Equitable distribution of a college savings plan in a Florida divorce
Posted by Nydia Streets of Streets Law in Florida Divorce
What happens to marital funds in a college savings account established for a child when there is a divorce? While it is not required that parents pay college tuition for a child in Florida, a college savings account can be awarded to one parent in equitable distribution as a trustee of funds for the child. This was an issue in the case Aronoff v. Aronoff, 4D21-3305 (Fla. 4th DCA February 15, 2023).
In their final judgment of divorce, the trial court ordered the former husband to maintain life insurance policies which totaled $7 million in benefits. He was ordered to designate the former wife as the beneficiary of half of these policies until the parties’ child turned 18. The parties’ child was 16 at the time this judgment was entered. The court also awarded the former wife the college savings plan established for their minor child. She testified she was the only one to contribute to it, and that she had taken $60,000 from it to pay for the child’s private schooling. The former husband proposed that the funds from the account be applied toward marital debts. The court found the former husband would not act in the best interest of the child and awarded this account to the former wife in equitable distribution as the sole trustee of the account.

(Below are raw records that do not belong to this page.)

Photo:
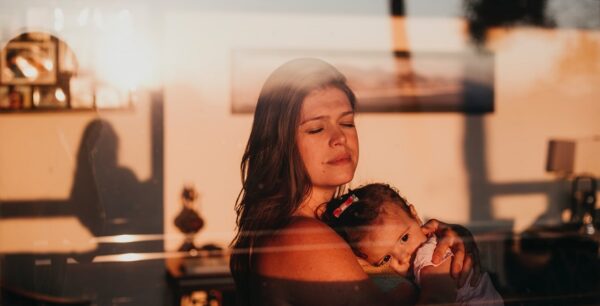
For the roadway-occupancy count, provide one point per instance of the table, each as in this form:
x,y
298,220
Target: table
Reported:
x,y
200,281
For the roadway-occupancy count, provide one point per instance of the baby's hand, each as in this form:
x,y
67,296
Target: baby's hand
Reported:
x,y
401,265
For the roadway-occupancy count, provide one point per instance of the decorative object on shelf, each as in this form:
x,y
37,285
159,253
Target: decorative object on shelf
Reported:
x,y
189,221
560,160
40,72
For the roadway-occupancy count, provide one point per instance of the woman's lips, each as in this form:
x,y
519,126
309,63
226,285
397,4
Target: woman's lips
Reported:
x,y
340,160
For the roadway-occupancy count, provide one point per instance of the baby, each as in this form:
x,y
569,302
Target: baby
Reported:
x,y
383,229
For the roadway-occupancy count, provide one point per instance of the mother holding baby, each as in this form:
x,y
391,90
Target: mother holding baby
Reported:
x,y
302,150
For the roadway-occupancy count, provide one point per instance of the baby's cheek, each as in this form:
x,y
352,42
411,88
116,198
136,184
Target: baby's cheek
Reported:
x,y
400,267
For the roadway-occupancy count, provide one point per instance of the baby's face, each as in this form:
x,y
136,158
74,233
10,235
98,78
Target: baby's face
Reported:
x,y
392,239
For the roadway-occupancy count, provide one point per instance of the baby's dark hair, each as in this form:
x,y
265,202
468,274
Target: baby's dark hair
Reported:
x,y
364,209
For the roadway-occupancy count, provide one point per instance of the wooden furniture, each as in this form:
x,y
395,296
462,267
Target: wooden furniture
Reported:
x,y
200,281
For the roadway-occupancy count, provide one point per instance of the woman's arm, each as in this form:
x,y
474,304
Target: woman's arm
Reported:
x,y
437,286
307,263
461,242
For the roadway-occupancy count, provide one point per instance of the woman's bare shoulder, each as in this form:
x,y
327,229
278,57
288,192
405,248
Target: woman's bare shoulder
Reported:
x,y
307,249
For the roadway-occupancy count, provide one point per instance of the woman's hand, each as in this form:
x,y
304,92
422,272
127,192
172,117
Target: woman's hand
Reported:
x,y
461,242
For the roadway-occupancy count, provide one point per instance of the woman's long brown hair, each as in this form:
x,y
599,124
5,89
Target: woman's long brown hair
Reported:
x,y
274,179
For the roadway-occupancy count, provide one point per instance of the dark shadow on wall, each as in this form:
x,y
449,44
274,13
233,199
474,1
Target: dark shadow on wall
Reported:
x,y
109,200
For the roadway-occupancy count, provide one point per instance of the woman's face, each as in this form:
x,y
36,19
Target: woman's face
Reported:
x,y
327,139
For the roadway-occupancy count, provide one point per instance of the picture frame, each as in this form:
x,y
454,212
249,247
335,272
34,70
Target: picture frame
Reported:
x,y
15,98
416,81
50,97
29,63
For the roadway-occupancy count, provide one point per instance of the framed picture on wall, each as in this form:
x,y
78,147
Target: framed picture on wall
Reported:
x,y
382,81
29,62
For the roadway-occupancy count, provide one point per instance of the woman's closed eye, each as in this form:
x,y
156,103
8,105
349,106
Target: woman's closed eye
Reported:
x,y
384,260
404,238
315,130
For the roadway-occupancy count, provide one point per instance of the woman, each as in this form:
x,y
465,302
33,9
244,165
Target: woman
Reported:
x,y
302,149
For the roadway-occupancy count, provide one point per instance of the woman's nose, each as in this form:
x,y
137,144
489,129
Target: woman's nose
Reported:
x,y
338,136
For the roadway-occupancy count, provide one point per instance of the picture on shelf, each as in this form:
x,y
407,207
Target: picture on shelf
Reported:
x,y
50,97
383,81
29,62
15,97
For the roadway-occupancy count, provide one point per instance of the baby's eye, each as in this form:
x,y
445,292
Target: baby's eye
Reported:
x,y
385,260
405,238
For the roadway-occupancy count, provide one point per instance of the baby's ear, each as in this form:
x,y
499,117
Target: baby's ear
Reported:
x,y
413,213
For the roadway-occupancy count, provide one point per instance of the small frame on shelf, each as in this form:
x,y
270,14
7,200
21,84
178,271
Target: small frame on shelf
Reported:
x,y
29,62
39,72
50,97
15,97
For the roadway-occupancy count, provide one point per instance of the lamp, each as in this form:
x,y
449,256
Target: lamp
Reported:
x,y
561,160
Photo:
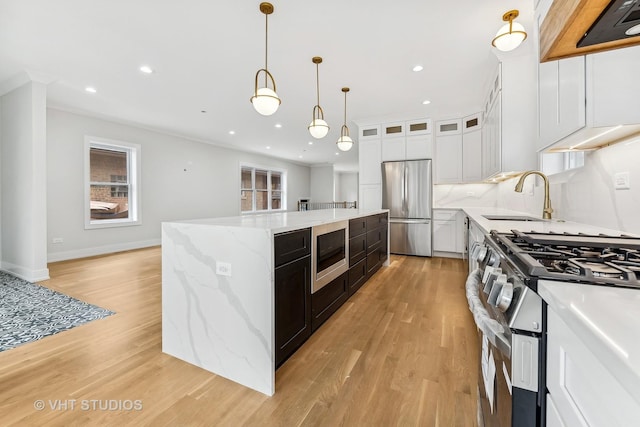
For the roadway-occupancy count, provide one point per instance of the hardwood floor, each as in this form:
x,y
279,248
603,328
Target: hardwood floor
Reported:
x,y
402,351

The former husband appealed both issues.
As to life insurance, the appellate court agreed with the former husband that it was improperly awarded, especially where the potential payout to the former wife of $3.5 million far exceeded any support obligation the former husband had remaining in the two years left before the child turned 18. The court held “As the Husband argues, the trial court did not make any specific findings as to the availability and cost of the policies, the impact of such cost on the Husband’s finances, or the circumstances requiring security for the Husband’s financial obligations under the final judgment. At the time of the judgment, the parties’ son was about two years away from turning eighteen. The death benefit on the policies far exceeded the Husband’s mandatory financial obligations to his son. We therefore reverse and remand for the trial court to make the requisite findings regarding the Husband’s life insurance obligation.”
Turning to the college savings plan, the court held there was no abuse of discretion in awarding the account to the former wife. The court held “In the context of the parties’ financial situation, the trial court did not abuse its discretion in designating the Wife as the ‘sole trustee’ of the child’s college savings accounts. There was evidence to support the conclusion that the Wife was most likely to manage the funds in the best interest of the child. To the extent that the judgment’s trustee designation amounted to an ‘unequal distribution’ of marital assets, there was sufficient justification for it, as insuring the child’s educational future, in light of the child’s particular needs, did ‘equity and justice between the parties’ § 61.075(1)(j), Fla. Stat. (2020). The trial court did not abuse its discretion on this issue.”